Exercise for menopause, it was stated that exercise that matches the nature of the illness and strives to improve symptoms has a sufficient effect as a medical practice. Exercise is also useful in reducing the symptoms of menopause.
Effect on menopause
The effects of exercise on menopause vary. The main effects are the elimination of mental instability seen during menopause, the prevention of obesity, and the improvement of anorexia. Exercising can help relieve stress and relieve your mind. By moving your body, the energy stored as fat is consumed, which leads to the prevention of obesity and the improvement of appetite. In other words, by exercising appropriately, the effect of exercise that relieves the symptoms of menopause appears.
How to choose an exercise
There are 2 types of exercises: aerobic exercise, which aims to be performed for a long time such as jogging and swimming, and anaerobic exercise, which aims to exert full power in a short time, such as sprinting and weight training. Aerobic exercise is effective in consuming accumulated fat, and anaerobic exercise is effective in strengthening muscle strength and Vilitra 40 improving the sexual life and basal metabolic rate. In the case of exercise for menopause, aerobic exercise is the main activity. Menopause is more common in older women, so aerobic exercise, which has the property of adapting to bone and muscle weakness, is more effective. If you do anaerobic exercise, try to support it as a support for aerobic exercise.
Aerobic exercise is important.
Today, it has become clear that proper exercise habits are also useful during menopause.
It has been reported that in women with menopausal disorders, exercise, walking, and underwater walking with a bicycle, "the index showing the severity of menopausal symptoms was clearly lower than before exercise".
The results show that aerobic exercise centered on walking and yoga were also effective overseas.
Exercise event and intensity
It is desirable that the sport of exercise is fun and easy to continue, so if you have been familiar with it since you were young, it is a good idea to continue it.
Ideally, you should do stretching and weight training in addition to aerobic exercise as your main exercise.
Aerobic exercise allows you to rhythmically contract muscles throughout your body while taking in enough oxygen, such as walking, jogging, cycling, swimming, and dancing.
Maintaining and improving physical fitness.
Increased oxygen utilization
Promotion of fat metabolism
It also has a preventive effect on lifestyle-related diseases such as.
Effective exercise content
Exercise for menopause is organized on the premise that you do not overdo it. Especially during menopause, bones may be weakened due to osteoporosis, increasing the risk of stress fractures. Therefore, walking is recommended rather than jogging, which tends to put a load on your legs. Also, swimming, which is expected to improve cardiopulmonary capacity, is also a suitable exercise for menopause.
The age between the 40s and 50s, when the menopause is approaching, is also the time when old age is imminent. In old age, muscles and bones are severely weakened, and walking becomes difficult enough to stumble in an empty space. In particular, the psoas major muscle of the lower back is significantly weakened, which causes bending of the lower back and difficulty in walking. In other words, if you are exercising for menopause, you should also do muscle training for old age.
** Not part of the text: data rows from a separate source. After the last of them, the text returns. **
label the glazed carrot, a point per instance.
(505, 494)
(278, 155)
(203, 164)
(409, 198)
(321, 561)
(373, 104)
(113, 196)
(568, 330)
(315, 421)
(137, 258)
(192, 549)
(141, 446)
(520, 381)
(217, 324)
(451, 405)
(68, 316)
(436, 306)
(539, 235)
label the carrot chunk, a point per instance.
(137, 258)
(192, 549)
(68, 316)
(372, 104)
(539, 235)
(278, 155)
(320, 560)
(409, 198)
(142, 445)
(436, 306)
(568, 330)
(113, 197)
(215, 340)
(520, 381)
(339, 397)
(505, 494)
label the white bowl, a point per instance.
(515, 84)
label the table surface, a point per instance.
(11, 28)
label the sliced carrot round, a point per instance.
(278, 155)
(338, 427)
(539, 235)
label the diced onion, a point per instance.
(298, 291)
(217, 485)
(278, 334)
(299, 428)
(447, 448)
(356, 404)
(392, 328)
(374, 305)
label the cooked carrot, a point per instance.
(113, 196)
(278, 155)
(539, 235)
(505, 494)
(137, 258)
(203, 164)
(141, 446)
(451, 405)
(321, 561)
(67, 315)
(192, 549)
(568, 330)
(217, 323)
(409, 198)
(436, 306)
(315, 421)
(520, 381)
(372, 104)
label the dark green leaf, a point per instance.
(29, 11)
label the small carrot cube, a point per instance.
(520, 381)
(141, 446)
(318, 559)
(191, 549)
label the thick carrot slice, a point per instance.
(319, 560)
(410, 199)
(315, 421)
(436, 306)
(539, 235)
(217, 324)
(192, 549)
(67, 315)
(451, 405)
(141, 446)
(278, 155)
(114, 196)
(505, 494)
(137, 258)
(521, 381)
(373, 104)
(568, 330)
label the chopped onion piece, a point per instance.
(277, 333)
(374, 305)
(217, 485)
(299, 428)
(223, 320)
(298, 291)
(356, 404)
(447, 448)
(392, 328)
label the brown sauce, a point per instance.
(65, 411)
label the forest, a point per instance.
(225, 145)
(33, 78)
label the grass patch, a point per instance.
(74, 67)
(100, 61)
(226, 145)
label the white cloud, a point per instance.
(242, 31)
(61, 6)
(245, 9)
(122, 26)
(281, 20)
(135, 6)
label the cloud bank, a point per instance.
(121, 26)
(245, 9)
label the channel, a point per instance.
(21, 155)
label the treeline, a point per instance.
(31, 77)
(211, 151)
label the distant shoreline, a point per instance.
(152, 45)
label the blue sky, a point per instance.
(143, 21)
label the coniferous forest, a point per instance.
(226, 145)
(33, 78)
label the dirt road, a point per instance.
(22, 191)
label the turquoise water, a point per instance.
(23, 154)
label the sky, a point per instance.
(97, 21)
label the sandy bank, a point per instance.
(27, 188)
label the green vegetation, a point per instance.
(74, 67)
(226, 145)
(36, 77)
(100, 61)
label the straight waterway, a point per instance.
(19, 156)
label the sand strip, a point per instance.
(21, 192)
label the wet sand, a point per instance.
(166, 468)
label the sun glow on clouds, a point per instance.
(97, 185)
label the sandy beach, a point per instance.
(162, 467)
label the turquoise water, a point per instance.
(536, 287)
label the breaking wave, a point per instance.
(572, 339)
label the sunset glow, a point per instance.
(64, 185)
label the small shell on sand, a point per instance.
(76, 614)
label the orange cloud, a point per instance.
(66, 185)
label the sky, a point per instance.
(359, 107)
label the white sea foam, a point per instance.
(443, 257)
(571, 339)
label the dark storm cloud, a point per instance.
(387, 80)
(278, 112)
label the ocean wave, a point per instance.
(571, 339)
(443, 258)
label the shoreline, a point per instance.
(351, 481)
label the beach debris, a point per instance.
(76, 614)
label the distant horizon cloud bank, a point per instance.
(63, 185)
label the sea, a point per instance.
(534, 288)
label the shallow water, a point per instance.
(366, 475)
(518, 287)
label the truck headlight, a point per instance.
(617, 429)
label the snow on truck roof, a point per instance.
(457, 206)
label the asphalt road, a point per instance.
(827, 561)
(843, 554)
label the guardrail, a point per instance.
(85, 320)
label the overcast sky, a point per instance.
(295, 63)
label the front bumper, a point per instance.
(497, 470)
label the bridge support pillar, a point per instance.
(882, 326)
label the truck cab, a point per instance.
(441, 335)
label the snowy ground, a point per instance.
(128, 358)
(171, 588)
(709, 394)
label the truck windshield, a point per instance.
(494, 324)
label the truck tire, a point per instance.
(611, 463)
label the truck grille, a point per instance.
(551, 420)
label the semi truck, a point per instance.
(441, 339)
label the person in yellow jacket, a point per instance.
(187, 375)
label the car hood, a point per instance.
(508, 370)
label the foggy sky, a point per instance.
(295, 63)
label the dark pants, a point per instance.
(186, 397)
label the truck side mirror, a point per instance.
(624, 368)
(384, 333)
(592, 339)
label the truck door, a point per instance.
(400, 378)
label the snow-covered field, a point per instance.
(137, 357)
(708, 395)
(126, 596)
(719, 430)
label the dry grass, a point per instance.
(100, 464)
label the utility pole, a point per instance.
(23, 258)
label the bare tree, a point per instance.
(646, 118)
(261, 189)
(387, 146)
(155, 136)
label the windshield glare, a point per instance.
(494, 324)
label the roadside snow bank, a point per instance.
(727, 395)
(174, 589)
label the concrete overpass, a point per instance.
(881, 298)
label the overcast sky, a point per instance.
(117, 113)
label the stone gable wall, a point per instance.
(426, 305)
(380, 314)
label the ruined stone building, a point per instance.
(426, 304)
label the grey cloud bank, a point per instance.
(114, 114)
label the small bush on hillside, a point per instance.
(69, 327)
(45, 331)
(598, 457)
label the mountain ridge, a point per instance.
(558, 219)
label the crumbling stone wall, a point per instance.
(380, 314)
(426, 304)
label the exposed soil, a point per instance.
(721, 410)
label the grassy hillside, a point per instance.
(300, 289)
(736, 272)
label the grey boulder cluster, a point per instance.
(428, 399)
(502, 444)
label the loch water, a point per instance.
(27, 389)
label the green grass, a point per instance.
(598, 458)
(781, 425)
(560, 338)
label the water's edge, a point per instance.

As for the muscle training that should be done during menopause, it is recommended to train the muscles of the legs and hips such as squats. Applying an appropriate load to the legs and hips with aerobic exercises such as muscle training and walking effectively maintains bone strength and Vilitra 60 and Cenforce 150 can be to improve physical health.
Frequency and time of exercise
It is desirable to exercise 3 to 4 times a week, but if you are not exercising on a regular basis, do not overdo it, do it according to your physical condition, and gradually increase the number of exercises.
The important thing is to continue.
Exercise time depends on the intensity of your exercise, but if possible, you should do it for about 30-60 minutes a day and set a goal for a total of 140-160 minutes per week.
As a precaution when exercising, it is best to exercise about 2 hours after eating, and do not do it on an empty stomach in the early morning, immediately after eating, after bathing, or after drinking alcohol.